My ears perked up though when I heard Grant explain that scientists found that the best predictor of well-being wasn’t optimism. It was flow.
FROM LANGUISHING TO FLOW
The famed professor offered his own analysis of how he surprisingly found his flow, playing a cartoon car in the Nintendo game Mario Kart. Not unlike how I decided to reconnect with things I used to love doing as a kid, at the start of the pandemic, Grant and his sister reminisced about how they used to love to play Mario Kart when they were growing up. And they started a daily family ritual of playing Mario Kart, and he found himself living the ‘Zen and the art of Mario Kart’ lifestyle.
He experimented, as you’d imagine an organisational psychologist would do, and offered a three-part breakdown of how to find peak flow:
Mastery
Mindfulness
Mattering
Let’s turn to master first.
It turns out that in our western society, we are known to thrive when we can feel that we make incremental progress. But we don’t feel so concerned by the work achieved yesterday.
No wonder that we all sought to find some small satisfaction in daily achievements, whether that was baking sourdough, gardening, or for others, stacking M&M’s. Thankfully, I decided to attempt progress in something other than my cooking skills (which by the way are too good, my hips don’t lie, sadly). And indeed that’s what I experienced in my swimming practice, enhanced of course by the tweaks offered by a little coaching, and my new gadgets.
‘If languishing is stagnation, flow involves momentum.’ Adam Grant
Thankfully, after having spent so much of my time indoors, my summer resolution was directly linked to external activities, those involving my body first and foremost. I’m already way too comfortable in my cocoon; it was time to shake things off.
There is great beauty that can be found when moving and exercising our bodies, especially outside. It’s an invitation to explore a different sense of self, of our limits, of our presence.
I am incredibly grateful for these moments, especially as someone who has a diagnosis of rheumatoid arthritis. Perhaps that’s why I felt so mesmerised by my water antics. I don’t take for granted the ability to move my body.
As I write this, the words fail me, but the joy and those feelings are now etched in my body and mind.
I was also mindful. It’s more or less my default setting now, though, like everyone else, I sometimes find myself locked in the mental control tower, forgetting the existence of my body, its needs and its cues.
So what about the final stage – mattering, or meaning? Grant argues that it is what can turn flow into a peak experience: knowing that we make a difference to other people.
The time I spent in the pool initially wasn’t serving anyone else but myself.
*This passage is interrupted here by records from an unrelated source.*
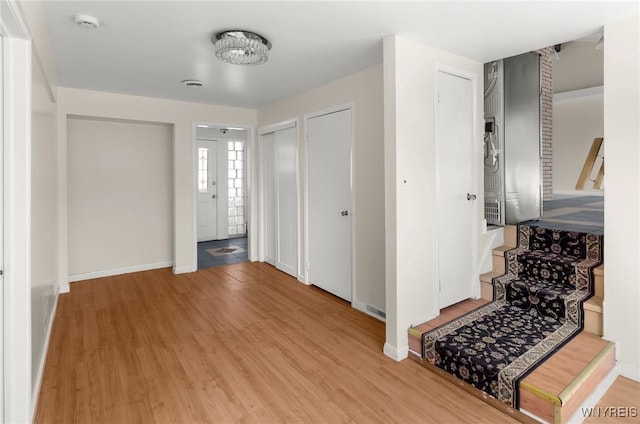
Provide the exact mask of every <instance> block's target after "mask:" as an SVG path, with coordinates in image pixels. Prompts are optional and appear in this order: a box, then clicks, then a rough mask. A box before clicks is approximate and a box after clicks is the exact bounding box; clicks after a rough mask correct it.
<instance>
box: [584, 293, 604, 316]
mask: <svg viewBox="0 0 640 424" xmlns="http://www.w3.org/2000/svg"><path fill="white" fill-rule="evenodd" d="M584 310H585V311H593V312H598V313H600V314H601V313H602V298H601V297H600V296H593V297H592V298H590V299H589V300H587V301H586V302H584Z"/></svg>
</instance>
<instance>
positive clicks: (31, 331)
mask: <svg viewBox="0 0 640 424" xmlns="http://www.w3.org/2000/svg"><path fill="white" fill-rule="evenodd" d="M31 87H32V96H31V101H32V104H31V106H32V114H31V354H32V358H31V359H32V374H31V378H32V381H31V382H32V387H33V388H35V387H37V386H38V385H39V379H40V372H41V367H42V366H43V364H44V357H45V355H46V345H47V339H48V331H49V323H50V321H51V319H52V314H53V310H54V306H55V301H56V295H57V290H58V275H57V274H58V192H57V178H58V168H57V163H56V161H55V160H52V159H51V158H55V157H56V156H57V143H56V140H55V137H52V136H51V135H52V134H55V133H56V114H57V112H56V104H55V102H54V100H53V99H52V97H51V92H50V90H49V86H48V84H47V82H46V80H45V79H44V74H43V72H42V68H41V67H40V66H39V65H38V61H37V60H36V59H35V58H34V59H33V60H32V86H31ZM36 395H37V394H36Z"/></svg>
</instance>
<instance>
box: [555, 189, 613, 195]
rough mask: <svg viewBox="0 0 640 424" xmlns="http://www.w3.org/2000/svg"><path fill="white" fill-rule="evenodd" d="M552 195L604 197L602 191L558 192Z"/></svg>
mask: <svg viewBox="0 0 640 424" xmlns="http://www.w3.org/2000/svg"><path fill="white" fill-rule="evenodd" d="M553 194H554V195H555V194H560V195H567V196H604V190H598V191H589V190H558V191H554V192H553Z"/></svg>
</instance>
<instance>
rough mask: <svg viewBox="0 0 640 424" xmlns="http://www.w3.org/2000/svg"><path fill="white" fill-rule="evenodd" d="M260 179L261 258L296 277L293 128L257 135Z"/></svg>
mask: <svg viewBox="0 0 640 424" xmlns="http://www.w3.org/2000/svg"><path fill="white" fill-rule="evenodd" d="M260 143H261V145H262V146H261V147H262V167H263V171H262V172H263V173H262V178H263V181H264V186H263V190H264V197H263V205H264V238H265V243H264V260H265V262H267V263H270V264H271V265H273V266H275V267H276V268H278V269H279V270H281V271H283V272H286V273H287V274H290V275H292V276H294V277H297V276H298V171H297V162H298V140H297V127H295V126H290V127H285V128H279V129H278V130H275V131H273V132H269V133H266V134H262V135H261V136H260Z"/></svg>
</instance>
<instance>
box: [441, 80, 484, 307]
mask: <svg viewBox="0 0 640 424" xmlns="http://www.w3.org/2000/svg"><path fill="white" fill-rule="evenodd" d="M472 90H473V85H472V82H471V80H469V79H466V78H461V77H458V76H455V75H451V74H448V73H445V72H442V71H440V72H438V74H437V81H436V93H437V94H436V95H437V104H436V122H435V139H436V160H437V193H438V194H437V196H438V197H437V199H438V200H437V210H438V217H437V220H438V222H437V234H438V236H437V244H438V246H437V252H438V253H437V255H438V258H437V263H438V278H439V282H440V296H439V307H440V308H444V307H446V306H449V305H452V304H454V303H457V302H460V301H462V300H464V299H467V298H470V297H472V295H473V276H474V272H473V250H472V249H473V228H474V225H473V219H474V217H473V204H474V202H473V198H474V191H473V187H475V185H474V184H473V173H472V169H473V91H472Z"/></svg>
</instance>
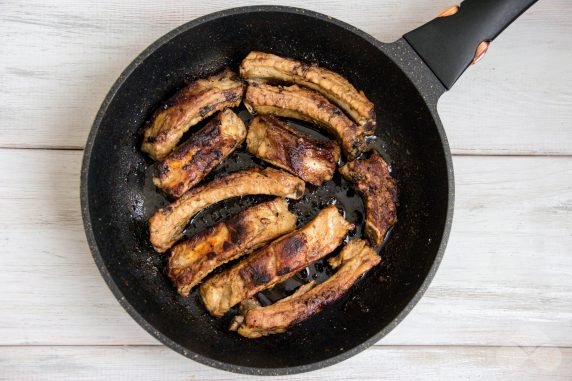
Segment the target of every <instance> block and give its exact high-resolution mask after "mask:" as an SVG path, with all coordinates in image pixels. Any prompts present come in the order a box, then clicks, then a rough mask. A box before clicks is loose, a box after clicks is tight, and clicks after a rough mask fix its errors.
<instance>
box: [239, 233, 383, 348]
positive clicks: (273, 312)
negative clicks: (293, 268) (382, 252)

Not until I started to analyse my experience, while in the pool, and think of the story I was going to tell, write about, talk about with friends, and share with you here.
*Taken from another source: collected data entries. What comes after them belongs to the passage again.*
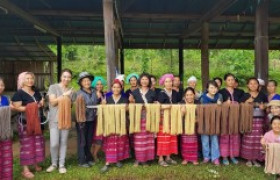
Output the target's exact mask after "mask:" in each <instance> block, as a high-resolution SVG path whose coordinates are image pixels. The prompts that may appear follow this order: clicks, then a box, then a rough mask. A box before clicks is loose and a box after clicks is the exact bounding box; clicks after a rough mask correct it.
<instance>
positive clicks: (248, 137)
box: [241, 78, 267, 167]
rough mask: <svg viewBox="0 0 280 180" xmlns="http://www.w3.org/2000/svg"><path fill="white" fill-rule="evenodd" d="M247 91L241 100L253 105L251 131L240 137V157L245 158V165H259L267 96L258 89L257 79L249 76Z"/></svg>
mask: <svg viewBox="0 0 280 180" xmlns="http://www.w3.org/2000/svg"><path fill="white" fill-rule="evenodd" d="M247 87H248V90H249V92H248V93H244V95H243V97H242V98H241V102H245V103H252V104H253V105H254V111H253V127H252V132H251V133H246V134H244V135H243V137H242V144H241V157H242V158H243V159H246V160H247V163H246V165H247V166H249V167H251V166H252V165H254V166H257V167H260V164H259V163H258V162H257V160H259V161H263V160H264V156H263V154H262V152H261V151H262V146H261V144H260V140H261V137H262V135H263V133H264V131H263V128H264V117H265V112H264V104H263V103H266V102H267V97H266V95H264V94H263V93H262V92H260V91H259V81H258V79H256V78H250V79H249V80H248V81H247Z"/></svg>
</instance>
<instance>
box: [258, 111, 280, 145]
mask: <svg viewBox="0 0 280 180" xmlns="http://www.w3.org/2000/svg"><path fill="white" fill-rule="evenodd" d="M270 123H271V127H272V130H270V131H268V132H267V133H265V135H264V136H263V138H262V139H261V144H262V146H263V148H266V145H267V143H280V116H273V118H272V119H271V122H270Z"/></svg>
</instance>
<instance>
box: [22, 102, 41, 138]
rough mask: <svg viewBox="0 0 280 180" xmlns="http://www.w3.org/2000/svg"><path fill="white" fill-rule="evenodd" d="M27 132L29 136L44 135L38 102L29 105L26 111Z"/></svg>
mask: <svg viewBox="0 0 280 180" xmlns="http://www.w3.org/2000/svg"><path fill="white" fill-rule="evenodd" d="M25 117H26V131H27V134H28V135H30V136H31V135H42V130H41V122H40V119H39V107H38V104H37V103H36V102H33V103H28V104H27V105H26V110H25Z"/></svg>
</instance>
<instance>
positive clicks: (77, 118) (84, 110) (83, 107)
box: [76, 95, 86, 123]
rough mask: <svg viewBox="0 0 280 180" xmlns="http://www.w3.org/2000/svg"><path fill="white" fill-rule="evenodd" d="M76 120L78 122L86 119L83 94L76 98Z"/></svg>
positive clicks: (82, 121) (79, 95) (82, 122)
mask: <svg viewBox="0 0 280 180" xmlns="http://www.w3.org/2000/svg"><path fill="white" fill-rule="evenodd" d="M76 121H77V122H78V123H84V122H85V121H86V104H85V99H84V97H83V95H78V96H77V99H76Z"/></svg>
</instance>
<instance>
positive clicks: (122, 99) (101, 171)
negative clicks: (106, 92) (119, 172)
mask: <svg viewBox="0 0 280 180" xmlns="http://www.w3.org/2000/svg"><path fill="white" fill-rule="evenodd" d="M122 88H123V87H122V84H121V82H120V81H119V80H117V79H115V80H114V82H113V84H112V92H113V95H112V96H111V97H108V98H107V99H106V100H104V102H103V104H128V99H127V98H126V97H125V96H123V95H122V94H121V91H122ZM104 147H105V148H104V151H105V156H106V164H105V166H104V167H103V168H102V169H101V172H102V173H104V172H107V171H108V170H109V165H110V164H112V163H116V166H117V167H119V168H121V167H122V163H121V162H120V161H122V160H124V159H127V158H129V140H128V135H123V136H119V135H116V134H114V135H110V136H107V137H104Z"/></svg>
When we know that what we do matters, when people give feedback to that extent, and we find meaningful purpose, we can find flow in projects and activities that benefit our people.
My swimming story offers plenty of metaphors for how we can reach a state of mastery, mindfulness, meaning and of course, that desired peak state of being in the zone.
There is certainly something to be said about getting better equipped to deal with challenges, removing friction (internal or external) and seeking coaching when we feel ‘meh’ for too long.
When flow feels absent from our lives, when things feel stagnant, instead of trying to “follow our bliss”, as Joseph Campbell offered (perhaps too much of a challenge right now), we can ‘‘follow the joy”. Try it and see what happens.
However small the sparks, let’s not settle for indifference.